Mais paradoxalement, alors que les bénéfices peinent à se faire sentir, le coût pour le contribuable est devenu insoutenable : coupes dans les investissements, hausse des taxes, suspension de programmes sociaux. Dans la LFR de décembre 2024, soit trois mois seulement après la sortie du Premier ministre, le gouvernement évoquait, parmi les justificatifs de la LFR, une hausse des intérêts sur la dette de 245,9 milliards de F CFA, « sous l’effet du renchérissement des conditions d’emprunt ».
Aussi, en fin 2023, le taux d’endettement réévalué était de 111 %. En décembre 2024, il bondissait à 118 %.
La transparence est-elle alors utile ? Pour Ndongo Samba Sylla, elle ne paie pas toujours dans ce système dominé par la logique des créanciers : « Ceux-ci ne s’intéressent qu’au rendement et à la garantie de leur investissement. Dès lors, quand un pays admet que sa dette atteint un certain niveau, cela suscite la panique. »
Toutefois, tient-il à souligner, la question n’est pas à analyser que sous le prisme financier. La transparence, selon lui, reste un impératif démocratique : « Les gouvernements doivent des comptes à leurs peuples. À court terme, cela peut être pénalisant. Mais à long terme, c’est toujours bénéfique, car cela offre une référence claire, indispensable à des politiques judicieuses. »
L’alternative à la dette
Pour Sylla, l’un des problèmes majeurs est la croyance selon laquelle il est “normal voire naturel” d’aller sur les marchés financiers et d’émettre des titres en devises étrangères pour financer l’économie. Une conception erronée, insiste-t-il : « Il existe d’autres moyens de financer le développement. Les pays doivent en prendre conscience. »
Le spécialiste plaide pour de nouveaux systèmes de paiement qui protégeraient les États des marchés financiers internationaux. Certes, l’absence de souveraineté monétaire rend le défi plus complexe, mais des solutions existent. « Sans monnaie propre, un pays n’a pas d’instruments macroéconomiques. Il ne peut donc pas avoir de politique économique cohérente », martèle-t-il.

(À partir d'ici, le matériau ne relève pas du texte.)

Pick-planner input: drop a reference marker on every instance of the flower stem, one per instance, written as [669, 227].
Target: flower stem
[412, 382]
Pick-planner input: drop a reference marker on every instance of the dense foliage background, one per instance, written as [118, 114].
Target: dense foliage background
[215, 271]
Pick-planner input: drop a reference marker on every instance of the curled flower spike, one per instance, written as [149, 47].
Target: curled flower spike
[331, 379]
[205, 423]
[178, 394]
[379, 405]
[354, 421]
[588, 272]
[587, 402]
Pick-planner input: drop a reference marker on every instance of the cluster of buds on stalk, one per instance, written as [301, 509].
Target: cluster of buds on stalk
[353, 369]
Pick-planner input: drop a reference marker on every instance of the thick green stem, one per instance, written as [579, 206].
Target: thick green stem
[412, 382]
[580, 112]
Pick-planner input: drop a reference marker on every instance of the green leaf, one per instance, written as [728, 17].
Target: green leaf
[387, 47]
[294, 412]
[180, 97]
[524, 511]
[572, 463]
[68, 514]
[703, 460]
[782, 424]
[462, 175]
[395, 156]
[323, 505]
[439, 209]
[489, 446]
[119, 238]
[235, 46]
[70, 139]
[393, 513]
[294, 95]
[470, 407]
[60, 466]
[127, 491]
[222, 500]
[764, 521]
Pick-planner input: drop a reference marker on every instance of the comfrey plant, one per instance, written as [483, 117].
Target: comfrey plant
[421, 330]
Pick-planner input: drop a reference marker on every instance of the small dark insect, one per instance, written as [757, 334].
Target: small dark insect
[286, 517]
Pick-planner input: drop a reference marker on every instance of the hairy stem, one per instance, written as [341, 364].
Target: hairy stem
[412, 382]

Cela dit, souligne Ndongo, les pays du Sud doivent créer des systèmes alternatifs qui concilient souveraineté nationale et solidarité régionale. Des réflexions innovantes existent déjà sur des mécanismes de paiement capables de réduire la dépendance et d’atténuer les crises de la dette.
Pour rappel, le prochain G20 qui se tiendra en Afrique du Sud est inscrit sous le thème : « Solidarité, Égalité, Durabilité ». Il faut aussi noter que Donald Trump, qui en veut à l’Afrique du Sud pour son positionnement contre Israël, a décidé de ne pas participer à ce rendez-vous. Il sera néanmoins représenté par son vice-président. Ce qui ne réduit en rien l’ardeur des anti-systèmes qui s’activent pour faire bouger la ligne.